Он усмехнулся чуть заметно, горьковато, развел на столе ладони: мол, вот, посмотри — пусто в них, как между нами.
— Значит, так — поедешь?
— Надо. Жалко — без меня там построят. Хочу успеть еще где-нибудь. При коммунизме спасибо скажут, как думаете? — Лицо его ожило, и на минуту, мне показалось, он сделался прежним, каким был на плотине. — Народ хорошо будет жить, овощей, фруктов — навалом. Выпить там, закусить — кому угодно. Ну, я понимаю, и полный расцвет. Это главное. Спасибо скажут, как?
— Уже говорят.
Саша кивнул (мол, знаю и не удивляюсь), сказал:
— Я здесь под первый бетон полтинник бросил, чтоб крепче стоял. На Братской — гривенник, больше при себе не оказалось. Под Шушенскую рубль заложу.
— Обычай такой?
— Закон.
Он сходил к раздаточному окну, принес четыре стакана компота из сухофруктов; выпил свои два разом, облокотился, наморщил лоб; исподлобья глянул на свет в окне, заметно грустнея (настроение у него менялось, как склон сопки за рекой: то светился, то темнел под облаками), не очень дружелюбно, а скорее безразлично, перевел взгляд на меня.

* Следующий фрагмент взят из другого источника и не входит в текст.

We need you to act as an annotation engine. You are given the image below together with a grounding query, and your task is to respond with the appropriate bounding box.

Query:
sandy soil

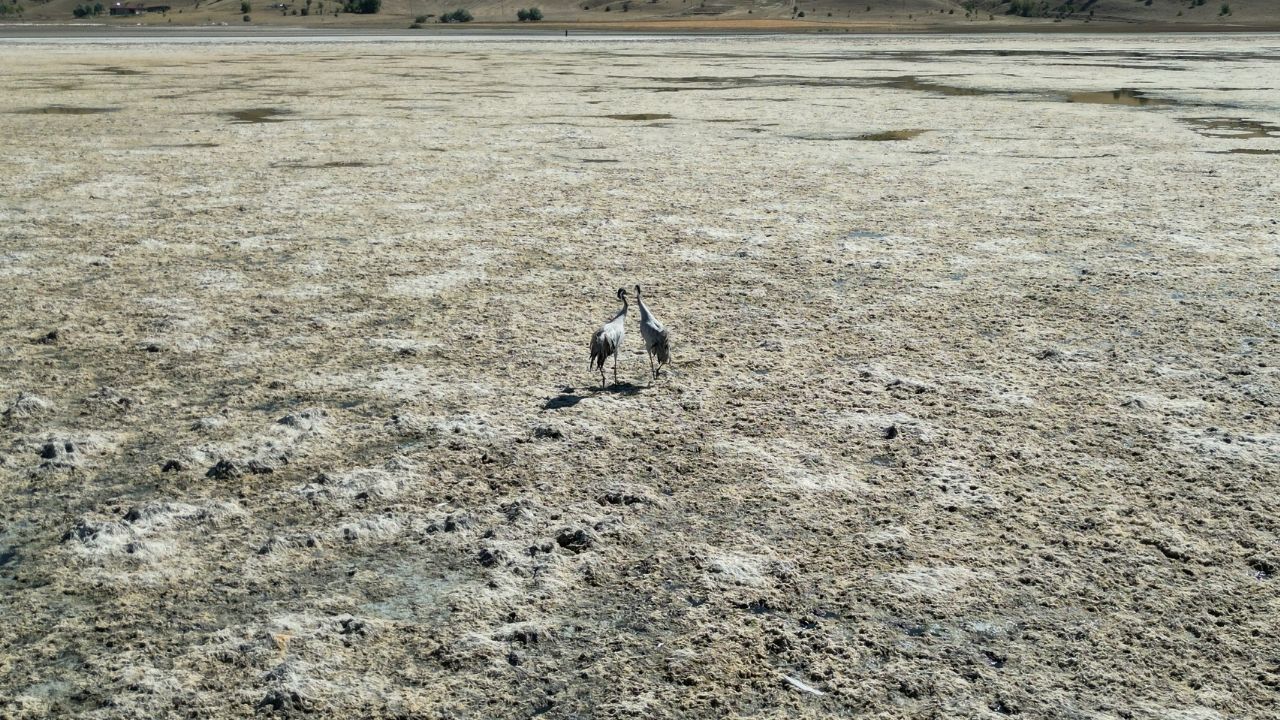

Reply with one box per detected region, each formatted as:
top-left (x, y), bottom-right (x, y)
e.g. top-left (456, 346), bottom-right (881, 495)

top-left (0, 36), bottom-right (1280, 720)
top-left (12, 0), bottom-right (1280, 33)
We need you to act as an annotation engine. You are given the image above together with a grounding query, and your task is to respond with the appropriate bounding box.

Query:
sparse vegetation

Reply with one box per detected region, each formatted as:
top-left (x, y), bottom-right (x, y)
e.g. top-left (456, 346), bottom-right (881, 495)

top-left (442, 6), bottom-right (475, 23)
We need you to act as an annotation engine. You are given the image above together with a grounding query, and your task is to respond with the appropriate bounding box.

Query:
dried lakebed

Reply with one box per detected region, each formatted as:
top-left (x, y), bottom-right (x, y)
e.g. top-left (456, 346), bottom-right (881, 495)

top-left (0, 36), bottom-right (1280, 720)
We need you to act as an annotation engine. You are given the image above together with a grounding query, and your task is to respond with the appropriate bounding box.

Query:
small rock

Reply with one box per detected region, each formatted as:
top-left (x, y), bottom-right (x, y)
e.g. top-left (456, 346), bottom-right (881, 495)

top-left (257, 691), bottom-right (312, 714)
top-left (205, 460), bottom-right (244, 480)
top-left (556, 530), bottom-right (594, 553)
top-left (534, 425), bottom-right (564, 439)
top-left (31, 331), bottom-right (63, 345)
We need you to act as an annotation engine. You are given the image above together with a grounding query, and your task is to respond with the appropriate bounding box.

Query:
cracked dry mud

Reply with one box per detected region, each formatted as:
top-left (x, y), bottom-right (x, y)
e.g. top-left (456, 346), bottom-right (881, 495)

top-left (0, 36), bottom-right (1280, 720)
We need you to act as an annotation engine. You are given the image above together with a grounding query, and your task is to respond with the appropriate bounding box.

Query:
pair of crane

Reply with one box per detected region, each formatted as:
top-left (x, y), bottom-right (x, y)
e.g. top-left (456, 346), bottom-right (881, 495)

top-left (590, 286), bottom-right (671, 386)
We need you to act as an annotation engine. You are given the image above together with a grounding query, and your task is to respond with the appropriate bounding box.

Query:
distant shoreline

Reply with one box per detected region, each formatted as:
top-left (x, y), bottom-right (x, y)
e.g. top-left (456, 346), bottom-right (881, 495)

top-left (0, 19), bottom-right (1280, 40)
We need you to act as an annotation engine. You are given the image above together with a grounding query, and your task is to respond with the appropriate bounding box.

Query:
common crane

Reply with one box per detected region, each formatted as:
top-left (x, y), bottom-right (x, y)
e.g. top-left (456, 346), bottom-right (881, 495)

top-left (591, 287), bottom-right (627, 386)
top-left (636, 286), bottom-right (671, 378)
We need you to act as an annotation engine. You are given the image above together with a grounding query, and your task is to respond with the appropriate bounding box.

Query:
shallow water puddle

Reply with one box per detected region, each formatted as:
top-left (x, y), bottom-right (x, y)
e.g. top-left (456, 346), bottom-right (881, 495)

top-left (602, 113), bottom-right (675, 120)
top-left (787, 128), bottom-right (929, 142)
top-left (1208, 147), bottom-right (1280, 155)
top-left (227, 108), bottom-right (293, 126)
top-left (1066, 87), bottom-right (1174, 108)
top-left (271, 160), bottom-right (375, 170)
top-left (1179, 118), bottom-right (1280, 140)
top-left (854, 129), bottom-right (929, 142)
top-left (14, 105), bottom-right (119, 115)
top-left (874, 76), bottom-right (1000, 97)
top-left (93, 65), bottom-right (147, 76)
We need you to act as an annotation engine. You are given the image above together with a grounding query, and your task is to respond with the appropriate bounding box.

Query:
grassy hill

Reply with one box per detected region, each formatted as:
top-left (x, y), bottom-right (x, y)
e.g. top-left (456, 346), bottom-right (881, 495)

top-left (0, 0), bottom-right (1280, 31)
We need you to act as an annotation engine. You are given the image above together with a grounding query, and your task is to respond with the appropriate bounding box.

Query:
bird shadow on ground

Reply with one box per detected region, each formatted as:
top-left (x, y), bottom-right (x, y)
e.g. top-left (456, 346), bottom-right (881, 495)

top-left (543, 383), bottom-right (649, 410)
top-left (543, 392), bottom-right (585, 410)
top-left (596, 383), bottom-right (649, 395)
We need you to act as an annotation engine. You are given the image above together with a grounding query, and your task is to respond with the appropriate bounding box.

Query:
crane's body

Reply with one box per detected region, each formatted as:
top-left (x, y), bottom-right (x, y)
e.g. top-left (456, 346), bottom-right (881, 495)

top-left (636, 286), bottom-right (671, 378)
top-left (591, 287), bottom-right (627, 386)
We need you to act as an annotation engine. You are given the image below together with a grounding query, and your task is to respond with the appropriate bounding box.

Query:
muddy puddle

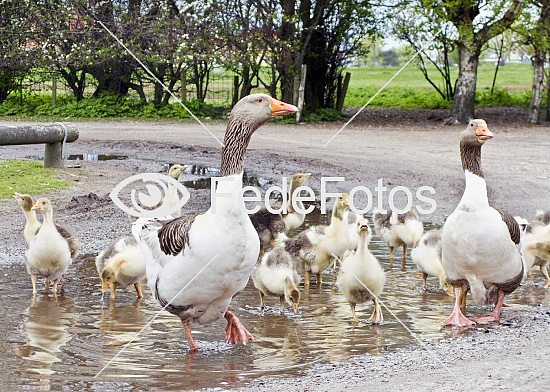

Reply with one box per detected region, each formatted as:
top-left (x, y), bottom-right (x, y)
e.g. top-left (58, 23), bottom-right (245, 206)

top-left (163, 163), bottom-right (273, 189)
top-left (4, 215), bottom-right (550, 390)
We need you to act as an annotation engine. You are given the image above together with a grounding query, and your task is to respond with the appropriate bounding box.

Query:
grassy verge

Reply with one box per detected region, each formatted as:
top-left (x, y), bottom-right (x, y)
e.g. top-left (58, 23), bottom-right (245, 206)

top-left (0, 161), bottom-right (70, 199)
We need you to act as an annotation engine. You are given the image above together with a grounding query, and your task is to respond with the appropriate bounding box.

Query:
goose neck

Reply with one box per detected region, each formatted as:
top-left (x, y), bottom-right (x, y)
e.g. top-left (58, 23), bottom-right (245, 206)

top-left (220, 116), bottom-right (254, 177)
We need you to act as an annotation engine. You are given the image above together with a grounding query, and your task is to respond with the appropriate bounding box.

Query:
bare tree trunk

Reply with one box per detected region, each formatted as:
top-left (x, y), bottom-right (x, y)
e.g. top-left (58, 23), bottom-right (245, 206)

top-left (527, 49), bottom-right (546, 124)
top-left (445, 44), bottom-right (479, 125)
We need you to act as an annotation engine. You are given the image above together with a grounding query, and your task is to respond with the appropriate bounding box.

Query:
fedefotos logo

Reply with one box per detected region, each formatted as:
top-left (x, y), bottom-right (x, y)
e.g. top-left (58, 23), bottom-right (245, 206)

top-left (109, 173), bottom-right (190, 218)
top-left (109, 173), bottom-right (437, 218)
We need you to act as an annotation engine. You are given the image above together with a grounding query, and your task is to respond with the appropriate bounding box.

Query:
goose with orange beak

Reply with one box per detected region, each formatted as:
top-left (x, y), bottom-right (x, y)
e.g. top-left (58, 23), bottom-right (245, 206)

top-left (132, 94), bottom-right (298, 351)
top-left (441, 120), bottom-right (523, 327)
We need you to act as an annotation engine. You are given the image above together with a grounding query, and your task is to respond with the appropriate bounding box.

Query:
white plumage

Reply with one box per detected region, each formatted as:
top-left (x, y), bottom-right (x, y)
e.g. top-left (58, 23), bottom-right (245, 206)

top-left (132, 94), bottom-right (298, 351)
top-left (411, 230), bottom-right (453, 297)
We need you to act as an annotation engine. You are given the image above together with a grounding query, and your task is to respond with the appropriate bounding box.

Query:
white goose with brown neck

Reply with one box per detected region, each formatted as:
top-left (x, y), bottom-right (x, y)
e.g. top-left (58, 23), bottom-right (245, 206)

top-left (132, 94), bottom-right (297, 351)
top-left (441, 120), bottom-right (523, 326)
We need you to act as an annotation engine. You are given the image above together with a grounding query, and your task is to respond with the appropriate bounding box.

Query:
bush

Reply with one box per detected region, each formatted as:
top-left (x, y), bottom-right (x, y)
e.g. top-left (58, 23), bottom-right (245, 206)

top-left (0, 94), bottom-right (227, 119)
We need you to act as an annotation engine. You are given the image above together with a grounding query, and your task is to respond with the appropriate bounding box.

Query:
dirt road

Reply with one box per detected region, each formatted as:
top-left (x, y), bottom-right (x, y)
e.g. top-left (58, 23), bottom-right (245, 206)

top-left (0, 112), bottom-right (550, 390)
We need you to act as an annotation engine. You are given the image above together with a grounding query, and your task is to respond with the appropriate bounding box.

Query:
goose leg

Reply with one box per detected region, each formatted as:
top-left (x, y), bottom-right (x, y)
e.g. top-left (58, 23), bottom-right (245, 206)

top-left (445, 286), bottom-right (475, 327)
top-left (401, 244), bottom-right (407, 271)
top-left (258, 290), bottom-right (265, 312)
top-left (134, 282), bottom-right (143, 298)
top-left (304, 270), bottom-right (309, 289)
top-left (369, 298), bottom-right (384, 324)
top-left (31, 275), bottom-right (38, 294)
top-left (109, 283), bottom-right (116, 301)
top-left (540, 261), bottom-right (550, 289)
top-left (52, 278), bottom-right (59, 295)
top-left (182, 320), bottom-right (199, 352)
top-left (349, 302), bottom-right (359, 323)
top-left (472, 290), bottom-right (506, 324)
top-left (224, 311), bottom-right (254, 344)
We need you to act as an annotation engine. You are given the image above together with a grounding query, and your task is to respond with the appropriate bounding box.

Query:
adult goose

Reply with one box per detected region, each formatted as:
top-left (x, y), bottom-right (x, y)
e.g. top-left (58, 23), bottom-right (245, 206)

top-left (284, 193), bottom-right (349, 288)
top-left (441, 120), bottom-right (523, 327)
top-left (163, 164), bottom-right (189, 218)
top-left (26, 198), bottom-right (76, 294)
top-left (14, 192), bottom-right (80, 259)
top-left (521, 220), bottom-right (550, 288)
top-left (373, 210), bottom-right (424, 271)
top-left (132, 94), bottom-right (298, 351)
top-left (95, 236), bottom-right (145, 301)
top-left (411, 230), bottom-right (453, 297)
top-left (250, 173), bottom-right (311, 249)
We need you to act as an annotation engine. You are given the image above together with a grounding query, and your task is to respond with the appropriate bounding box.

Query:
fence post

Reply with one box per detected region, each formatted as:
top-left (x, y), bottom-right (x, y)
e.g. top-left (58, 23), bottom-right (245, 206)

top-left (296, 64), bottom-right (307, 124)
top-left (231, 75), bottom-right (239, 106)
top-left (180, 68), bottom-right (187, 102)
top-left (292, 73), bottom-right (300, 106)
top-left (336, 72), bottom-right (351, 112)
top-left (52, 71), bottom-right (57, 107)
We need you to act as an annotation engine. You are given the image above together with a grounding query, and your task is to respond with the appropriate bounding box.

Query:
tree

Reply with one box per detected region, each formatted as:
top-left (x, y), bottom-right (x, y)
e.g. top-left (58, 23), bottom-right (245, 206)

top-left (515, 0), bottom-right (550, 124)
top-left (0, 0), bottom-right (40, 103)
top-left (420, 0), bottom-right (523, 124)
top-left (394, 18), bottom-right (457, 101)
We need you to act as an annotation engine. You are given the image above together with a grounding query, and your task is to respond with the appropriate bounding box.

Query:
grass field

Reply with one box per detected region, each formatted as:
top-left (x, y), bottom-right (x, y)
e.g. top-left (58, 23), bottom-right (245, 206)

top-left (0, 64), bottom-right (546, 117)
top-left (0, 161), bottom-right (69, 199)
top-left (344, 64), bottom-right (533, 109)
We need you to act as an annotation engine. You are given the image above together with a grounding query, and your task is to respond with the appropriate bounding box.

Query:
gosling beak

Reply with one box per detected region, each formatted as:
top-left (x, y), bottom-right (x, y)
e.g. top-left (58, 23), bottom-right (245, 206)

top-left (447, 286), bottom-right (455, 297)
top-left (476, 124), bottom-right (493, 141)
top-left (269, 98), bottom-right (298, 116)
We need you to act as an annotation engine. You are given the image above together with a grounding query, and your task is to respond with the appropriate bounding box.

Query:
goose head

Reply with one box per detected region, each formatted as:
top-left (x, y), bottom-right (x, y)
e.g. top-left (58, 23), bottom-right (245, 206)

top-left (13, 192), bottom-right (34, 212)
top-left (443, 278), bottom-right (455, 297)
top-left (101, 266), bottom-right (116, 293)
top-left (285, 278), bottom-right (300, 314)
top-left (31, 197), bottom-right (53, 216)
top-left (332, 193), bottom-right (349, 219)
top-left (356, 218), bottom-right (372, 243)
top-left (168, 165), bottom-right (189, 180)
top-left (290, 173), bottom-right (311, 189)
top-left (220, 94), bottom-right (298, 176)
top-left (460, 119), bottom-right (493, 146)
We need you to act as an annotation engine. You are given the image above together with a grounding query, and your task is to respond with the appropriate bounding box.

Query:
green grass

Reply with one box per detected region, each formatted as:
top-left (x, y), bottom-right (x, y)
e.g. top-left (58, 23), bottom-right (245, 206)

top-left (344, 64), bottom-right (544, 109)
top-left (0, 161), bottom-right (70, 199)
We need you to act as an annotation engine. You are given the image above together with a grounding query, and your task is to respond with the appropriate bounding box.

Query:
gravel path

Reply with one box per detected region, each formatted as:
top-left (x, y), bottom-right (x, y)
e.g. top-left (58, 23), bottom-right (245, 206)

top-left (0, 111), bottom-right (550, 391)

— Писателя Медунского знаете в Москве?
— Не знаком.
— Увидите — привет от Таршукова. Про моего дружка больше пишет. Про меня есть кое-что. Поддержал морально.
— Хорошо.
Поднялись, пошли к выходу. Под деревянными колоннами закурили, свернули влево, и по обочине мокрой дороги, пережидая «МАЗы» и армавозы, неторопливо зашагали вверх. Пересекли узкоколейку, звенящую вагонетками, прошли мимо красно-синих турбин на платформах; сокращая путь, пробрались по узкому проходу между штабелями железобетонных панелей и оказались под аркой с лозунгом «Красноярская ГЭС — 100 планов ГОЭЛРО!». Стройка отдалялась, глох, превращаясь в заоблачное тяжкое рокотание, железный грохот ее, и я оглянулся в последний раз: серо-ржавая стена, фермы, стрелы, башни… дым, пар… и огромность, непостижимость.